It was Alan Dershowitz, an American lawyer and academic, who made the following penetrative observation in relation to governance:
We all learn in school that the judicial, legislative and executive branches of government must check and balance each other. But other non-state institutions must participate in this important system of checks and balances as well. These checking institutions include the academy, the media, religious institutions and NGOs.
In Kenya, while the executive and the media have in the past few months been vocal on the issue of corruption, all the other institutions in Kenya that are supposed to support or disapprove allegations by other institutions have largely remained silent.
The tragedy is that no one questions the veracity or seeks to establish the impact of corruption anymore. The academia, just like a street vendor, relies on rumours to tell part of their story on corruption.
If the academia bothered to understand the relationship between corruption and economic development or the impact of corruption and institutional efficiency, they would help intensify the fight against corruption and shed some light on the responsiveness of each institution with respect to citizen needs.
The Judiciary, for example, has been on the receiving end for what is alleged to be its impediment to justice but no legal scholar has helped to explain how we can strengthen judicial integrity in the face of corruption.
To change the corruption narrative from where we are at the moment and make steps toward improvement, research must inject more information. We have millions of data sets in the form of wealth declaration but it is never used to reconcile with suspect wealth.
Cartels behind corruption are known and they can fix anybody through Kenya’s case law management that begins with the police and ends up in Judiciary but no credible study has ever been done to expose glaring loopholes.
Many cases have gone through our courts and most of them are in the public domain through the digitisation of court cases at the Kenya Law Reform Commission, but rarely do we see legal scholars combing through these records to review the cases as a strategy to validate the rulings based on the maxim of checks and balances or to compare such jurisprudence with African traditional morality and international norms.
Such reviews will send warning to judges that their work is being monitored and that at some point in future their decisions will be revealed to have been nothing but obstacles to progress. How else can we deal with the acrimonious relationship in the justice system if such reviews don’t exist?
In the past, we have suggested digitisation of Kenya’s case law management from the police occurrence book to the Judiciary, but there has been spirited resistance with strange excuses like the cost of digitising tools being fronted. A simple smart phone could easily capture data and have it stored in the cloud to avoid tampering of evidence.

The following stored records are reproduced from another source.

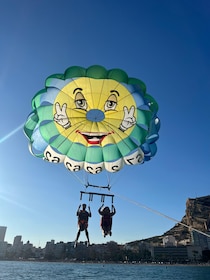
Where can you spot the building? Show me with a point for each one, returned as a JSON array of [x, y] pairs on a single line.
[[169, 241], [2, 233]]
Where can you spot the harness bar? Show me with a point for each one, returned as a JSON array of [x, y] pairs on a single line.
[[91, 194], [95, 186]]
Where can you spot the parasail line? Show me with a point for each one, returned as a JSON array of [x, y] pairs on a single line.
[[10, 134], [161, 214]]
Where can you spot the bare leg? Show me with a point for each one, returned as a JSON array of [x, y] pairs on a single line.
[[87, 235], [78, 234]]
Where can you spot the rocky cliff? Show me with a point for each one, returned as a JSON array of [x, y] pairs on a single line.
[[197, 216]]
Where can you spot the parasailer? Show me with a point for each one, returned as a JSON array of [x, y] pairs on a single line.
[[93, 119], [83, 217], [106, 219]]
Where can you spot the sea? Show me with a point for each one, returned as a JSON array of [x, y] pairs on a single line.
[[23, 270]]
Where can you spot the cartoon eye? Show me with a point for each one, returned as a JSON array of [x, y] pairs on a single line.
[[111, 103], [80, 101]]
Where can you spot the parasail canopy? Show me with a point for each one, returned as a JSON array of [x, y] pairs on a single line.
[[93, 119]]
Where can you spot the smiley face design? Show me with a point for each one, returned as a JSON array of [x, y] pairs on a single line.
[[93, 119]]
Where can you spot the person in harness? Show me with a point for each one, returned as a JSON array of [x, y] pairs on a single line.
[[83, 217], [106, 219]]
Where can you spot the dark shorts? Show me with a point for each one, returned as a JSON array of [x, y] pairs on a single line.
[[83, 225]]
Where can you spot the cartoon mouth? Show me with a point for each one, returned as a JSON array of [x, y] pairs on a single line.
[[94, 138]]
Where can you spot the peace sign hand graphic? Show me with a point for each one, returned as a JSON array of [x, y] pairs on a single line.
[[60, 116], [129, 119]]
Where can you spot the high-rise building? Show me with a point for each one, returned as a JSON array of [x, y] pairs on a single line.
[[2, 233], [17, 240]]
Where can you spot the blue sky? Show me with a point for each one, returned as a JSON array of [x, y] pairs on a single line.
[[164, 43]]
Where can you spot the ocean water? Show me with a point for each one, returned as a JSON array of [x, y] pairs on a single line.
[[11, 270]]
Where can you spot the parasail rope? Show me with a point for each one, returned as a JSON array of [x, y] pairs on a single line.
[[160, 214]]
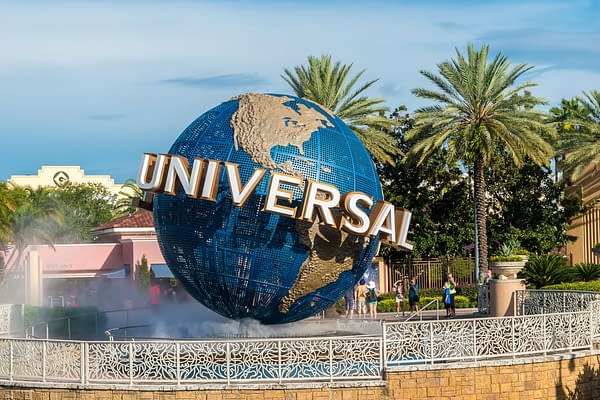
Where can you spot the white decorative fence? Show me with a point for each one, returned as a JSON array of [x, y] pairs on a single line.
[[192, 362], [485, 338], [350, 358]]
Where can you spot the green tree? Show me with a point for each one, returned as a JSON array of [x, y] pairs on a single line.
[[543, 270], [7, 207], [332, 86], [35, 220], [129, 191], [84, 206], [580, 134], [426, 190], [527, 205], [479, 112]]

This too is a huge area of study by a multidisciplinary team of researchers to give evidence on building of a robust case law management. Instead, nothing changes and that is why the current corruption narrative seems to be leaning more towards being a socially tolerated menace as evidenced by politicians calling on their communities to stand behind their indiscretions.
The Civil Society and other interest groups in their role of checking institutions need credible evidence to confront other institutions but in the absence of research even their arguments can pass as opinions.
It is also time for these institutions to change tact and begin evidence-based interventions. Activist Okiya Omtata, although seemingly running a solely managed outfit, has done more legal research as a public defender than some of the well-oiled institutions.
Religious organisations, despite sometimes adding their voices to the fight against corruption, have also been receiving dirty money.
Even as the Catholic Church refused a gift that in their wisdom may have compromised their integrity, many other religious institutions have served to fuel corruption and as a result compromised their ability to speak out.
In governance, there are sacrifices that we each must painfully make as a strategy for building a better future. Religious groups must not just be heard condemning corruption but must be seen fighting it.
If we all did our part to change this country, we could effectively deal with most of the problems we face. The irony is that we accept and empathise with those who claim to have been falsely accused of corruption instead of asking them to reconcile such wealth with what was declared a few years back.
It is President Harry Truman who said, "You can't get rich in politics unless you're a crook." As we move closer to 2022, politicians are splashing money but no “checking” institution has asked the source of such wealth. Our silence means that the corruption scourge has become part of the fabric our society.
We are all in one way or another part of the watchdog institutions and as such have some responsibility as to what happens in this country.
Let us stand up and be counted. And that is how we can build a better governance system for our country.